What does the SSA popularity chart show?

The chart tracks births, not the number of people alive with the name today. Each point shows how many babies were given the name Oma in that year. That makes it useful for spotting when the name rose, peaked, or faded.

Is Oma a female name?

Yes, 98.1% of people registered as Oma in the SSA data are female. You can see the full per-sex comparison in the gender distribution section above, which includes the latest year rank, birth count, and peak year for each sex.

Is Oma still being used today?

Yes. The SSA still recorded Oma in 2024, and the page above shows its latest-year rank where available. A name can be well past its peak and still remain in steady use, especially if it built up a large population over earlier decades.

Why can a name have a lot of living bearers even if it is not trendy now?

Because living-bearer counts and current baby-name popularity measure different things. A name like Oma can build up a very large population over many decades, even if fewer parents are choosing it now than they did at its peak.

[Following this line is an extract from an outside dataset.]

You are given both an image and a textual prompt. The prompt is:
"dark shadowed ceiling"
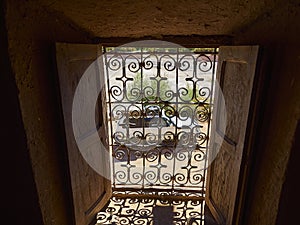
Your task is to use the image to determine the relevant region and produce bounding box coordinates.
[39,0,284,37]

Where does this data come from?

First-name figures come from the Social Security Administration's national baby name files, which cover every name on a birth certificate from 1880 to 2024. Living-bearer estimates layer in CDC actuarial life tables broken out by sex to account for mortality. The population baseline (342,754,338) is the Census Bureau's latest national estimate. You can read the full calculation on our methodology page.

How many people have Oma as a first name?

If you just want to know how many people have the name Oma, HowManyOfMe.org gives you the headline number in one glance.